Protesters invaded a highway and a bridge connecting the capital, Belgrade, to its outlying suburbs, chanting anti-government slogans while some held up signs criticizing the mine plan.
Smaller demonstrations took place in other towns and small skirmishes took place in Belgrade and Novi Sad between opponents and supporters of the project, according to local press.
They allow foreign companies to do whatever they want in our country, denounced Vladislava Cvoric, a 56-year-old economist who demonstrated in the capital.
Serbian tennis star Novak Djokovic shared a photo of the protest on Instagram with the following comment:
Clean air, water and food are the keys to health. Without it every word about health is obsolete.
Demonstrations had already been organized last week.

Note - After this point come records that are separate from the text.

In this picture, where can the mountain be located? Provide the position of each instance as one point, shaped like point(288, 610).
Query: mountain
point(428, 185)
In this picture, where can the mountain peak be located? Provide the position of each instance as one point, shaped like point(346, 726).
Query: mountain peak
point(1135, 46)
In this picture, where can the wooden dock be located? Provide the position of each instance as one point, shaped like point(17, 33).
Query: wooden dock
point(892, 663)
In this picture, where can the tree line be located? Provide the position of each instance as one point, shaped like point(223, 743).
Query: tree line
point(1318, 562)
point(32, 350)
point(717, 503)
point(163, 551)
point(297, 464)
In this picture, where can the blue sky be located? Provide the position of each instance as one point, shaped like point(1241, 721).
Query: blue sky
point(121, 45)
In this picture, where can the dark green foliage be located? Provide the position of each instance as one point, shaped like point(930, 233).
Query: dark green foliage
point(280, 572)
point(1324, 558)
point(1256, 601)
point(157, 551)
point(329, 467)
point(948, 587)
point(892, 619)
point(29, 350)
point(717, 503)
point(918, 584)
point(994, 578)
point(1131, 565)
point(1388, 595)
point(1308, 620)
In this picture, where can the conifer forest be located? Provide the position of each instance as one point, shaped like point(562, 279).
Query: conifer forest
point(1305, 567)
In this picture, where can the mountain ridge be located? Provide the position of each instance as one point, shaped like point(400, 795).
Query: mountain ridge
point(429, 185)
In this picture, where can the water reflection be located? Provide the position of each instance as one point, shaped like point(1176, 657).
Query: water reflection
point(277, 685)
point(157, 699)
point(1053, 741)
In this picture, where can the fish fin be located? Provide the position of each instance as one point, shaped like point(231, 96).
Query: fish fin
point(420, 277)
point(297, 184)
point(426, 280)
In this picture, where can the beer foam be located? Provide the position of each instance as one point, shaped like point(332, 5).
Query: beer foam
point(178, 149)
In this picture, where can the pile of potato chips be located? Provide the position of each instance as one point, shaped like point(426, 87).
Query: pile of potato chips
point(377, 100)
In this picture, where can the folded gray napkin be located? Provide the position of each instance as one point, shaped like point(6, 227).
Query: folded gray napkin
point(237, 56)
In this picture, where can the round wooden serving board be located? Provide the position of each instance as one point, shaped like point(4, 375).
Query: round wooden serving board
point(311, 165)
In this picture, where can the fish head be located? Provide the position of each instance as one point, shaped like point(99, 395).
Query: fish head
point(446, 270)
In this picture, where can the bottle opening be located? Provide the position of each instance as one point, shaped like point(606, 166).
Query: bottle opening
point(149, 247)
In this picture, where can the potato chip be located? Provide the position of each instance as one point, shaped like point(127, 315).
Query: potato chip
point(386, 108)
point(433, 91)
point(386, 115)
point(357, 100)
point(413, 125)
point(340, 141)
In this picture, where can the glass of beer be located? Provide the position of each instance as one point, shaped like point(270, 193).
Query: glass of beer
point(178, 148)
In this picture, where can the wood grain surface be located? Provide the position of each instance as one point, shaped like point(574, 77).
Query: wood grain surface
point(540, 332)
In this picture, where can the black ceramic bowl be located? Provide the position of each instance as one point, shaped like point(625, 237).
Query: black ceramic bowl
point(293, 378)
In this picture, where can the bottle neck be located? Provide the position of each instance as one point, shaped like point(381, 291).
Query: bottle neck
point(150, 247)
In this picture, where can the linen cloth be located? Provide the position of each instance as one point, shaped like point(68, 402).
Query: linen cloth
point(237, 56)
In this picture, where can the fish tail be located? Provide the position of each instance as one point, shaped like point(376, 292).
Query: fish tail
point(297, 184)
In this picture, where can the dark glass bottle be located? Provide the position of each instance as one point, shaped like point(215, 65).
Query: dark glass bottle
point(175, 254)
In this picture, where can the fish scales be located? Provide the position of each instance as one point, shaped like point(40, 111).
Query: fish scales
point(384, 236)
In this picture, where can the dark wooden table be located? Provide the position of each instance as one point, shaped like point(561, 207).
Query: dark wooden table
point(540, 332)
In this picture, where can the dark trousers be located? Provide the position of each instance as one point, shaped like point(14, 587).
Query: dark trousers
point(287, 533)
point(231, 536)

Masked men had attacked a rally in Sabac, in the west of the country, sparking outrage on social media and accusations the government was using hooligans to quell the movement.
Large deposits of lithium, a critical component for car batteries, have been discovered near Loznica, where the Anglo-Australian company has started buying land, but is awaiting the state’s green light to begin mining.
Rio Tinto discovered deposits in this region in 2006. The company plans to invest $ 2.4 billion in the project, according to Vesna Prodanovic, director of Rio Sava, Rio Tinto’s sister company in Serbia.
Serbian President Aleksandar Vucic has been widely criticized for the project, with his administration accused of paving the way for illegal land appropriations and of putting aside environmental concerns raised by activists.
The protests come months ahead of probable national elections. Opponents of the protest movements accuse their organizers of stirring up controversy to weaken Mr. Vucic and his administration.